Entre las manifestaciones más evidentes del déficit social suelen destacar la evitación de la mirada, el fracaso en responder a las peticiones de los demás, la no participación en actividades de grupo, la aparente indiferencia al afecto (insistimos en que es una apariencia) o la falta de empatía social o emocional. Algunas personas con este diagnóstico, sin embargo, logran establecer un «grupo confort» o conservar unos pocos amigos durante bastante tiempo. Se apoyan en ellos para seguir socializando y conociendo a más personas con las que puede que algún día también establezcan una buena relación. No obstante, la mayoría fracasa en esta labor, debido a su extrema sinceridad (no tienen filtros) o a que, a menudo, no detectan bromas o sarcasmo lo cual produce situaciones tensas y malentendidos.
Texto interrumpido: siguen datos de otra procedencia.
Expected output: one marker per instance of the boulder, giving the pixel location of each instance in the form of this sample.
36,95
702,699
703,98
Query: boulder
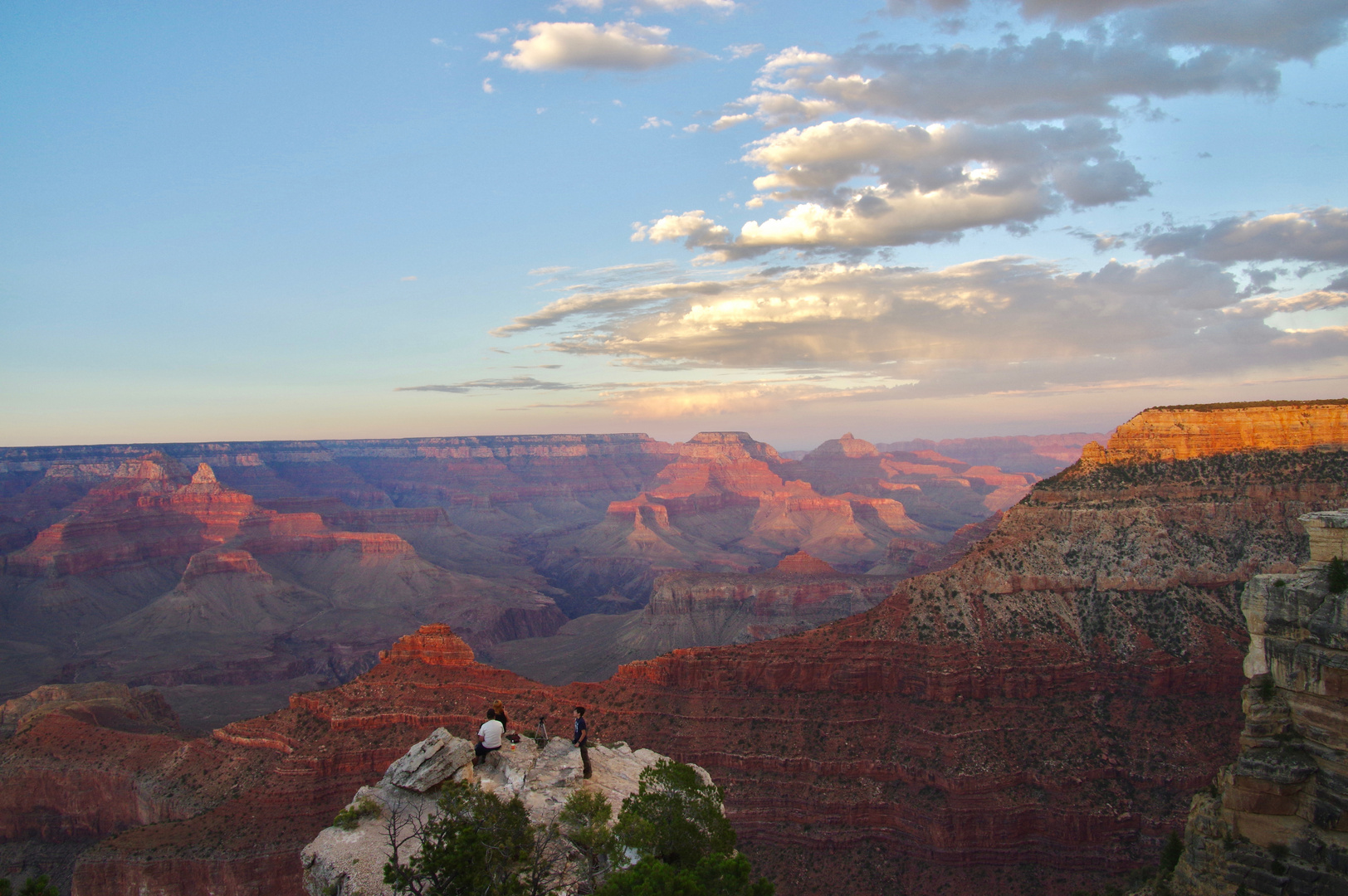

Hay personas que cuando peor lo pasan es ya en la edad adulta. A veces los fracasos sociales reiterados nos llevan a auto aislarnos y decidimos dejar de socializar. Aunque, normalmente, son las hipersensibilidades las que nos hacen tener poca vida social, es decir, la especial sensibilidad a estímulos externos como los ruidos, los olores, las luces, etc.

También se sabe que la mayor parte de personas con Asperger en algún momento de su vida sufrirán depresión, ansiedad u otros trastornos del estado de ánimo que, probablemente, acaben generándoles más problemas que el propio síndrome de Asperger. 

13/11/20

¿Por qué insistimos en que los trastornos del espectro autista son una discapacidad?

¿Por qué insistimos en que los trastornos del espectro autista son una discapacidad? Pues porque lo son. Suponen déficit en la función ejecutiva y la coherencia central, en la mayoría hipersensibilidad sensorial, bloqueos, ansiedad y varios trastornos del estado de ánimo que afectan profundamente a la calidad de vida. 
No es como ser pelirrojo, olvide eso de que "solo es una condición". Romantizarlo hace que las personas no reciban la ayuda y apoyo que necesitan. Es una patología (aunque no enfermedad) y como patología es discapacitante.


Después de años desmintiendo la existencia de niños índigo y madres nevera estamos retrocediendo a los inicios por culpa de algunas personas con muy mala leche y mucho ego. Nada concreto. Es solo hartazgo de que se culpe a las madres de todo lo que le ocurre a los menores en el espectro autista con lo guerreras que llevan años siendo para defender sus derechos. Las llaman con desprecio 'madres azules' y 'pitufas' y me parece muy injusto.